Flexible Sigmoidoscopy
Like other forms of endoscopy, flexible sigmoidoscopy gives your doctor a chance to look inside your digestive tract—in this case, the lower portion of your colon, or large intestine. Your doctor may perform a flex sig, as it's also called, to check for signs of colon cancer or the source of bleeding in the lowest part of the colon, called the rectum.
During the procedure, your doctor will insert a flexible tube called an endoscope through your anus and into your rectum and lower colon. The tube carries a light and a tiny camera so your doctor can look carefully at the tissue inside your lower colon and rectum.
The endoscope also allows medical instruments to be inserted into the lower colon so your doctor can take tissue samples, or biopsies. Your doctor can also remove abnormal growths called polyps if you have them. A small amount of air may also be pumped through the tube to make it easier to see inside your digestive tract.

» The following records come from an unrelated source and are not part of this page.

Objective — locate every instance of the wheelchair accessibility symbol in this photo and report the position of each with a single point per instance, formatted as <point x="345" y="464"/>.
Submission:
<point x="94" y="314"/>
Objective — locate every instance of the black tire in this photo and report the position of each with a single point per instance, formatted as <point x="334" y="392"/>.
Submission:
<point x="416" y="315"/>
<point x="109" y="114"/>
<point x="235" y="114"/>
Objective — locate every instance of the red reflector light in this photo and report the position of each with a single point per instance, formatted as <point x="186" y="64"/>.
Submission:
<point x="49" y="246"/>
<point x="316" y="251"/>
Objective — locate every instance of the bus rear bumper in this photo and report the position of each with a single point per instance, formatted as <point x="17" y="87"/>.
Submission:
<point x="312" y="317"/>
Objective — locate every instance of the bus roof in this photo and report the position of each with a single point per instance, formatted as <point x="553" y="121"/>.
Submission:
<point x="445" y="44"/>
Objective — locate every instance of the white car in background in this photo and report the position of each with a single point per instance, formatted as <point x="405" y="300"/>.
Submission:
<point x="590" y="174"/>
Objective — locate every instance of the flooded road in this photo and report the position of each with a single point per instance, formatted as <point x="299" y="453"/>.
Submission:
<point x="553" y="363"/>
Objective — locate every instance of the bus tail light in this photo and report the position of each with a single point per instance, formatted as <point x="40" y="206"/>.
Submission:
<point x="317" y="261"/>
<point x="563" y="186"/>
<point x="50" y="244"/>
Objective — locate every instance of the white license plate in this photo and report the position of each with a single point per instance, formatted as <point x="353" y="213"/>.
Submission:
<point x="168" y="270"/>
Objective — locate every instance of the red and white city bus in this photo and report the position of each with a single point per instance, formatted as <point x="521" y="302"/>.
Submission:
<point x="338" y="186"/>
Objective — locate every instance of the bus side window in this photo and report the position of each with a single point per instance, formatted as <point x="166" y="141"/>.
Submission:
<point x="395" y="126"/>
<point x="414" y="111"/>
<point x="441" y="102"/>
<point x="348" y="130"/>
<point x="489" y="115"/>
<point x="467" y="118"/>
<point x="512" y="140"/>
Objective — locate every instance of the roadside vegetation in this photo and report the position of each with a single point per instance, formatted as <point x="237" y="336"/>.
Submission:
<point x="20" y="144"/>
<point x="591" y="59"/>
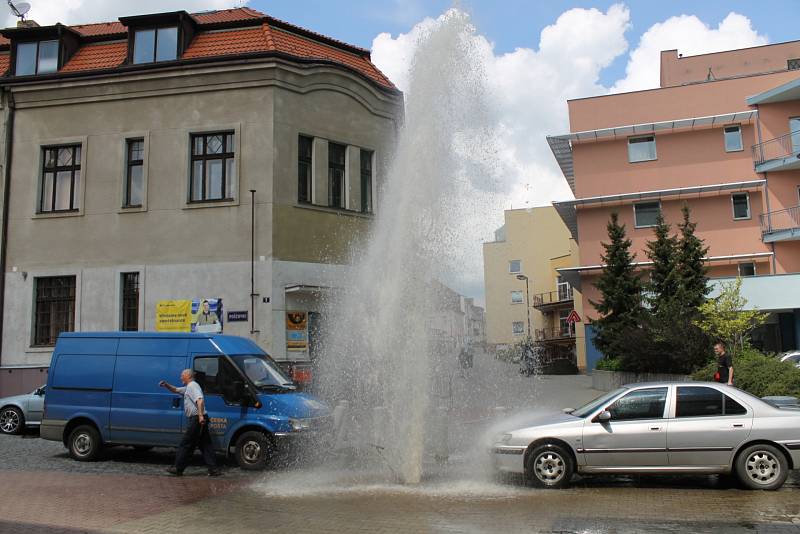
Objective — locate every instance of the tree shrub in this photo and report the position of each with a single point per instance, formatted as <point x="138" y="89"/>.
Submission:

Preparing for your Flexible Sigmoidoscopy
Unlike colonoscopy, you don't have to be sedated for this short procedure. Like a colonoscopy, however, you'll have to prepare for the procedure by clearing your digestive tract. This includes spending a day or two on a diet of clear liquids and possibly taking laxatives or an enema as directed by your gastroenterologist.
Flexible sigmoidoscopy only shows your doctor the lower portion of the colon. Depending on what your doctor finds during the flexible sigmoidoscopy and/or how your symptoms continue or develop, you may need to follow up with a colonoscopy.